AI Security Engineer
About the role
About InvoiceCloud
InvoiceCloud is a fast-growing fintech leader recognized with 20 major awards in 2025, including USA TODAY and Boston Globe Top Workplaces, multiple SaaS Awards wins for Best Solution for Finance and FinTech, and national customer service honors from Stevie and the Business Intelligence Group. Judges also highlighted our mission to reduce digital exclusion and restore simplicity and dignity to how people pay for essential services, as well as our leadership in AI maturity and responsible innovation.
Job Details
We are seeking a highly skilled and results-oriented AI Security Engineer to support the Cybersecurity, Engineering, and Data Science organizations. This role plays a critical part in advancing InvoiceCloud’s AI-first strategy by ensuring that AI/ML and generative AI systems are secure, resilient, compliant, and aligned with business objectives.
This role operates as a subject matter expert in AI security. The ideal candidate brings deep expertise in application security, AI/ML risk, and cloud-native security engineering, and serves as a trusted partner to Engineering, Product, DevSecOps, Legal/Privacy, and Security Operations. Success requires strong ownership, structured problem solving, cross-functional collaboration, and the ability to balance risk reduction with business velocity.
Success Profile
This role is anchored in our company's core competencies. These competencies reflect the mindsets and behaviors that define success in this role.

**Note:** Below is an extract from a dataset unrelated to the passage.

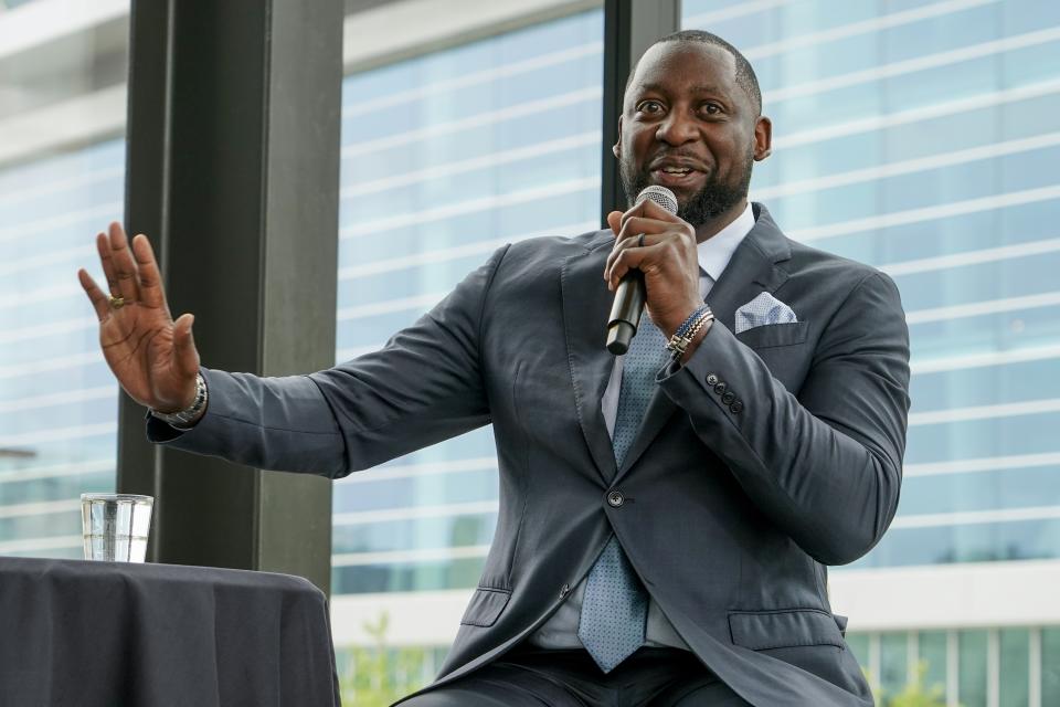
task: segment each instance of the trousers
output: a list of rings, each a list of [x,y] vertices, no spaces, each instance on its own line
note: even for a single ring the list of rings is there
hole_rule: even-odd
[[[522,643],[400,707],[745,707],[695,654],[642,646],[604,674],[583,648]]]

We outline how each competency translates into real-world actions and outcomes specific to this role.
Results Driven
- Leads AI Security Architecture & Secure Design initiatives by designing and implementing lifecycle security controls across data ingestion, training, evaluation, deployment, and monitoring environments to measurably reduce AI-specific risk while maintaining product velocity.
- Conducts structured Threat Modeling & Risk Assessment exercises for generative AI, RAG, and agent-based systems, evaluating risks such as prompt injection, data poisoning, model extraction, model inversion, abuse/misuse, and data leakage, and mapping findings to OWASP Top 10 for LLM Applications, MITRE ATLAS, and NIST AI RMF to drive remediation through engineering teams.
- Defines and operationalizes Monitoring, Detection & Incident Response capabilities for AI systems by implementing prompt and output telemetry, tool-call logging, anomaly detection, and AI-specific incident response playbooks integrated into SIEM/SOC workflows.
- Delivers measurable outcomes aligned to 30-, 150-, and 210-day milestones, including secure reference architectures, hardened AI environments, integrated security controls, and executive-ready reporting on AI risk reduction and posture maturity.
Takes Ownership
- Establishes and formalizes AI Governance, Privacy & Third-Party Risk requirements by defining security expectations for AI use cases, third-party models, vendor integrations, and sensitive data usage, embedding controls into SDLC, procurement, and engineering standards.
- Drives Cross-Functional Collaboration & Enablement by partnering with Engineering, Data Science, DevSecOps, Product, Legal/Privacy, and SOC teams to align on risk appetite, escalation paths, and secure design guardrails while raising AI security maturity across the organization.
- Inventories current and planned AI/ML initiatives, documents system architectures and sensitive-data touchpoints, and implements a structured AI security intake and risk-rating process that ensures accountability.